In truth I am not a scientist, doctor, or physicist. I am no theologian, genius, or philosopher. In truth, I will probably never be any of these things, and Truth, I don’t want to anyways.

In truth, I am a student. I am a math nerd. I am knowledgeable in completely useless things, except maybe the math. In truth, I am a shy, anxious girl who is slowly growing out of that. I am a sucker for babies, even when they are screaming bloody murder. I am a full fledged Starbucks addict, although I do not drink coffee.

In truth, when I fall I tend to fall off a cliff that everyone else could see coming, flat on my face, with a sore contentious. In truth, I fall often and have always gotten back up. In truth, It is the falling that forces me to grow. In truth, I would never get anywhere if I never fall.

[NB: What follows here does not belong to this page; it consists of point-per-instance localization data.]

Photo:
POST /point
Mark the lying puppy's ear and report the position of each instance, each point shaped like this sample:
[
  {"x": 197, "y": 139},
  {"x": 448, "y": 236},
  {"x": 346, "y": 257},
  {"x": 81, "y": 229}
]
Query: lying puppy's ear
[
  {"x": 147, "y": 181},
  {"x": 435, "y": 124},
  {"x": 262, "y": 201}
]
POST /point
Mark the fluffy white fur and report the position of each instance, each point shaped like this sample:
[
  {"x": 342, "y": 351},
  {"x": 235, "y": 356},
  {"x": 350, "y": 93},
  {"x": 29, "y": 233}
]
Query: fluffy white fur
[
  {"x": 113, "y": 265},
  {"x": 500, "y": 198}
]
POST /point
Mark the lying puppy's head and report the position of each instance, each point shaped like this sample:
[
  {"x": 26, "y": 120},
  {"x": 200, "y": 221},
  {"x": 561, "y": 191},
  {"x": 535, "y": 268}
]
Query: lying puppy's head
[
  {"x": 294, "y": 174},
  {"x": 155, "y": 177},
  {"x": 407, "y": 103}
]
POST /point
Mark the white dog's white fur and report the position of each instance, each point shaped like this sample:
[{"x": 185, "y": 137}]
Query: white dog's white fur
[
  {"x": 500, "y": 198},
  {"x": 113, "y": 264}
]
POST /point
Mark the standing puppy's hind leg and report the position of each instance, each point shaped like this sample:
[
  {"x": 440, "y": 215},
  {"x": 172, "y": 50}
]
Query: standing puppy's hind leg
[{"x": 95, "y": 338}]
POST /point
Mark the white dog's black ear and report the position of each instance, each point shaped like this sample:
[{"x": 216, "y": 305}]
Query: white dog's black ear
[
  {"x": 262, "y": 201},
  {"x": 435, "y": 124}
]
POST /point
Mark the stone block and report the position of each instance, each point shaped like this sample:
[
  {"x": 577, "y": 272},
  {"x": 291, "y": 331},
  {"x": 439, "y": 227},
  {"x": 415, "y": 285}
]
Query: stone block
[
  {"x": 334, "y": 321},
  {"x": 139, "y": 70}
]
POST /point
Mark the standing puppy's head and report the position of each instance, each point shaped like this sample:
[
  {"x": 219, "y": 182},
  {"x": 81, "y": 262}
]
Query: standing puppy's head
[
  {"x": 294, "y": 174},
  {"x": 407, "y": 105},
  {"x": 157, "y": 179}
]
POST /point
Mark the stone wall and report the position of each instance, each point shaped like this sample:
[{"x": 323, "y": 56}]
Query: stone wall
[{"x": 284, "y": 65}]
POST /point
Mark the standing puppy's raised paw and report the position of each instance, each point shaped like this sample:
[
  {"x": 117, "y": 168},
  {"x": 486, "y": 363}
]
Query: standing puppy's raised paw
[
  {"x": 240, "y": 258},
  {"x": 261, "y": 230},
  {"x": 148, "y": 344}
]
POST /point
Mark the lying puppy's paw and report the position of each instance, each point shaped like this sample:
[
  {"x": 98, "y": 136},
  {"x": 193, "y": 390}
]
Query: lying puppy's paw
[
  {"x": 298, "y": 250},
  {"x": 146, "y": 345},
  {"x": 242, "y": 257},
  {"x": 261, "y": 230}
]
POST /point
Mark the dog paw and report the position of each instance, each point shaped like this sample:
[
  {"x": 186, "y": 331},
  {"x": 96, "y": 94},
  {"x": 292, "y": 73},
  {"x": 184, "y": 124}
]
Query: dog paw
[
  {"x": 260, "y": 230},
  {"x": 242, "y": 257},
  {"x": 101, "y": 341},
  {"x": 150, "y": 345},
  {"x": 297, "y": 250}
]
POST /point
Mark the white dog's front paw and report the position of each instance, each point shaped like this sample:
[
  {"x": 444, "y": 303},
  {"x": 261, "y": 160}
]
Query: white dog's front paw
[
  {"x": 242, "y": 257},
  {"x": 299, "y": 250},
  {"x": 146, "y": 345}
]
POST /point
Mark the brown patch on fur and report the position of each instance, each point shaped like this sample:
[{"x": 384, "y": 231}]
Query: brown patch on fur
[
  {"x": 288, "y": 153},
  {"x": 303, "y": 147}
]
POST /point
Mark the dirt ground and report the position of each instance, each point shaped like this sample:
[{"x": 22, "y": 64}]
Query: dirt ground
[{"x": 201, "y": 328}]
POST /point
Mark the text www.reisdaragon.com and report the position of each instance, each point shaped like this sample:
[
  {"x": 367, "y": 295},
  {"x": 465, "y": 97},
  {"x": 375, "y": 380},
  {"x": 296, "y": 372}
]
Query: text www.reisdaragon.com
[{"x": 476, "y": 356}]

In truth, I watch people like my mother watches birds. In truth, I dance when no one is around, in front of the mirror, with a hair brush held to my mouth as I scream the lyrics to Taylor Swift songs. In truth, I heart beef jerky. I also heart pepsi. In truth, one of my favorite places exists on the beach, with the waves slapping my legs.

In truth, I have maps in my head. Maps to downtown, maps to the beach, maps to my life, maps to my heart, maps to my home.

In truth, I like details. I like numbers. I like facts. I like being in control. I like knowing how things are going to work out.

In truth, I like people. I like knowing people. I like helping people. And I like comments.

In truth, I fall for truth all the time.